Девушка посмотрела на отца почти с улыбкой сожаления, от которой у него защемило на душе. У него в голове мелькнула первая тень подозрения. Начато не обещало ничего хорошего. Прежде всего его обезоруживало насмешливое спокойствие дочери.
– Ты что-то хочешь сказать мне, Дидя?
– Да.
– Предыдущее служило подготовлением?
– Да.
Наступила неловкая пауза, и Стабровский со страхом посмотрел на дочь. Вот когда началось то, чего он боялся! До сих пор она принадлежала ему, а теперь…

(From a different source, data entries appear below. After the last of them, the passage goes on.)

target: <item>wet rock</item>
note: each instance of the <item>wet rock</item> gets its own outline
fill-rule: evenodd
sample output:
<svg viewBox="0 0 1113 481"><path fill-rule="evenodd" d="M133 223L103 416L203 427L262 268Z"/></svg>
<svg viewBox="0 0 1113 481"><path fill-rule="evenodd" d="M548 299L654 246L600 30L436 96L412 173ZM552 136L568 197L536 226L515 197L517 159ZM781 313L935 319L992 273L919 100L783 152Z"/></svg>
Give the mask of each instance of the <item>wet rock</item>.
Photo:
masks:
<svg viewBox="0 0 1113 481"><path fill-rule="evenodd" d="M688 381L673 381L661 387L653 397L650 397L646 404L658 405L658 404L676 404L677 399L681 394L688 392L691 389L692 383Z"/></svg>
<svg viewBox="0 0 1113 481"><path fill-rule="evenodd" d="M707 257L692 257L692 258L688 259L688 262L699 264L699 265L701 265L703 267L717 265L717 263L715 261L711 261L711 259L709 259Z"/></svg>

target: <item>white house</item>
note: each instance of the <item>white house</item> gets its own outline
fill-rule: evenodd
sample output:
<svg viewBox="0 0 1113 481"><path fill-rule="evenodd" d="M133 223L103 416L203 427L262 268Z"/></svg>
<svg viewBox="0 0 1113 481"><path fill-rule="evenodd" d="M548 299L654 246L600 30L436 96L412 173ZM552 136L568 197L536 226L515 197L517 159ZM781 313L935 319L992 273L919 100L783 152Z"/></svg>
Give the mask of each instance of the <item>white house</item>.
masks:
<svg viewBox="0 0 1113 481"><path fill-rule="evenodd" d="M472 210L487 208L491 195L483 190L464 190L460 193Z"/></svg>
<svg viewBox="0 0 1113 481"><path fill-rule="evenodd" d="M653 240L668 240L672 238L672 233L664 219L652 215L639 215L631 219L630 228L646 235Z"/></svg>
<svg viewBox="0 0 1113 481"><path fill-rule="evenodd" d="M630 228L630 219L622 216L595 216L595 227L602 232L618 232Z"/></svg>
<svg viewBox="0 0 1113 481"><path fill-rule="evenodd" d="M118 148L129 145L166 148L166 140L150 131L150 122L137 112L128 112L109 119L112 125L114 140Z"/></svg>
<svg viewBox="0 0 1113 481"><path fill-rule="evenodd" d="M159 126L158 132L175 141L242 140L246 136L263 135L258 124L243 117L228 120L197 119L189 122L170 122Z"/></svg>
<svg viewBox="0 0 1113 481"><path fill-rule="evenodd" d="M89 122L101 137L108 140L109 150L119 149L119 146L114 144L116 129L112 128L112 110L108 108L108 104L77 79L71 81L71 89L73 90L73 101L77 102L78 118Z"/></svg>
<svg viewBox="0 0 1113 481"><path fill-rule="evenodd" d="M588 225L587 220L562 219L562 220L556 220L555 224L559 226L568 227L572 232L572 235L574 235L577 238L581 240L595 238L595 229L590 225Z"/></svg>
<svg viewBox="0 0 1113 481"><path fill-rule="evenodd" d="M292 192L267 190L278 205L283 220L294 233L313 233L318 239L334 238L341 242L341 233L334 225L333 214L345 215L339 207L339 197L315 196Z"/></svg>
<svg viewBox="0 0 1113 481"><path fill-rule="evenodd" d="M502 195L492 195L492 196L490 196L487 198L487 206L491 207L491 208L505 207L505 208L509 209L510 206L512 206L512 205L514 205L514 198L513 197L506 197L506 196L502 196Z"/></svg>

– Дидя, ты влюблена? – тихо спросил он, чувствуя, как весь начинает холодеть.
– Нет.
Она засмеялась. Он облегченно вздохнул. Она наклонилась к нему, поцеловала и проговорила:
– Папа, я неспособна к этому чувству… да. Я знаю, что это бывает и что все девушки мечтают об этом, но, к сожалению, я решительно не способна к такому чувству. Назови это уродством, но ведь бывают люди глухие, хромые, слепые, вообще калеки. Значит, по аналогии, должны быть и нравственные калеки, у которых недостает самых законных чувств. Как видишь, я совсем не желаю обманывать себя. Ведь я тоже средний человек, папа… У меня ум перевешивает все, и я вперед отравлю всякое чувство.
– А ты не ошибаешься?
– Опять спасительная логика среднего человека, папа… Вместо иллюзии здесь является довольно грустный житейский расчет.
– Дитя, ты меня пугаешь…
– Поговорим, папа, серьезно… Я смотрю на брак как на дело довольно скучное, а для мужчины и совсем тошное. Ведь брак для мужчины – это лишение всех особенных прав, и твои принцы постоянно бунтуют, отравляют жизнь и себе и жене. Для чего мне муж-герой? Мне нужен тот нормальный средний человек, который терпеливо понесет свое семейное иго. У себя дома ведь нет ни героев, ни гениев, ни особенных людей, и в этом, по-моему, секрет того крошечного, угловатого эгоизма, который мы называем семейным счастьем.